The real effect of redistricting reform, the report said, would be to increase the number of competitive districts, which could lead to a change in the Legislature's party balance.

"But this would not increase moderation in the Legislature," McGhee wrote, "so much as shift the influence from one polarized party to the other."

McGhee said that the Legislature has been no more polarized after the controversial 2001 redistricting — in which Advertisementlawmakers were criticized for drawing up districts designed to protect their seats — than before.

Opponents of Proposition 11 seized on the report to assail the measure as a partisan power grab by Gov. Arnold Schwarzenegger and Republican donors who are largely financing the effort. Schwarzenegger has contributed $2.4 million to California Voters First, one of two Proposition 11 accounts, from his general campaign account, California Dream Team.

"It's pretty clear the report strips away the facade of Proposition 11," said Paul Hefner, spokesman for Citizens for Accountability, No on 11. "It tells the truth that the governor and special interests are trying to avoid. Redistricting reform is no solution to partisan gridlock.

What they're really doing is creating a smoke screen covering their political agenda with the patina of reform."

In the 1990s, when political boundaries were drawn by the state Supreme Court, seven of 10 budgets were late, Hefner said.

Just a day before the report was released, reform advocates asserted that the budget stalemate — now 71 days late — illustrated the need to take redistricting out of the hands of lawmakers.

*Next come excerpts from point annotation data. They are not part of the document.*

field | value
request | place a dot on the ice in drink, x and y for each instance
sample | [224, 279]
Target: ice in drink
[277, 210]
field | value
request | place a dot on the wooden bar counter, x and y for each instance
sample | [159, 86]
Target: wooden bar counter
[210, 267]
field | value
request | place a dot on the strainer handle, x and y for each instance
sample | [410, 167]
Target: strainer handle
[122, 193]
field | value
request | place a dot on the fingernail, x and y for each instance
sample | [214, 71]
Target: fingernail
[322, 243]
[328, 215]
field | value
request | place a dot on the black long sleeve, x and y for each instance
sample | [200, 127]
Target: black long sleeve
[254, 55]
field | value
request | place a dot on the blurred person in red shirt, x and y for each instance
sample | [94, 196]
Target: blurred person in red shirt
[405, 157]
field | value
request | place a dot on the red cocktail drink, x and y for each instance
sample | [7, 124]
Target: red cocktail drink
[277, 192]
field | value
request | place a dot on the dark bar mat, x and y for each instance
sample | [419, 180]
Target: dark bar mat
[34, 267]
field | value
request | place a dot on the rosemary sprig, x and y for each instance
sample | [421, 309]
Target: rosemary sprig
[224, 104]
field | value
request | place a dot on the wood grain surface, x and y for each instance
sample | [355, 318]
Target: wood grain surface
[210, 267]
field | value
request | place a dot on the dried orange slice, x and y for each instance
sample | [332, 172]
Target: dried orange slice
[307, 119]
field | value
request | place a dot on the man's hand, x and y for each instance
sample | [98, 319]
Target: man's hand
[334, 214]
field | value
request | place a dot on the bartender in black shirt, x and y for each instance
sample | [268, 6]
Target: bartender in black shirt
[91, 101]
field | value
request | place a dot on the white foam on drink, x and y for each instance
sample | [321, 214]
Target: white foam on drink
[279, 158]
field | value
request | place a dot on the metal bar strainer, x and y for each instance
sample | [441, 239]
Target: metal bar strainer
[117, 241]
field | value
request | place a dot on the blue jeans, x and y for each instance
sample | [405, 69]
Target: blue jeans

"Partisan debate is important — that's not the problem," said Jeannine English, president of AARP, a sponsor of Proposition 11. "Electing politicians that are unaccountable to voters is the issue. Proposition 11 is an important step to change the status quo."

Government reform groups such as AARP, Common Cause of California and League of Women Voters have been the nonpartisan force behind the ballot drive, which has also gained the endorsement — if not the financial help — from some Democrats such as former Gov. Gray Davis. But, the state Democratic Party, as well as several large labor groups, are opposing it.

The California Correctional Peace Officers Association, which this week announced it will start a recall campaign against Schwarzenegger, has donated $250,000 to the No on 11 campaign, on top of $602,000 it gave to the Leadership California account of Senate President Pro Tem Don Perata, D-Oakland, who is leading the No on 11 campaign.

Backers of the ballot measure argue that lawmakers have abused their power by drawing district lines that protect themselves, and, in the 2001 redistricting, drew boundaries that were so lopsided that lawmakers didn't have to risk losing their seats. That, they say, is why moderate voices are silenced and partisanship is so rancorous.

But redistricting isn't the main cause, McGhee wrote.

Partisanship is a national trend: both houses of Congress have been increasingly partisan since the early 1990s, Voters also are becoming more polarized, and activists and single-issue interest groups are gaining influence in party affairs by pouring ever-increasing dollars into legislative races.

"Before we expect redistricting reform to produce a more moderate Legislature," McGhee wrote, "we need to determine whether redistricting has made it a partisan one in the first place."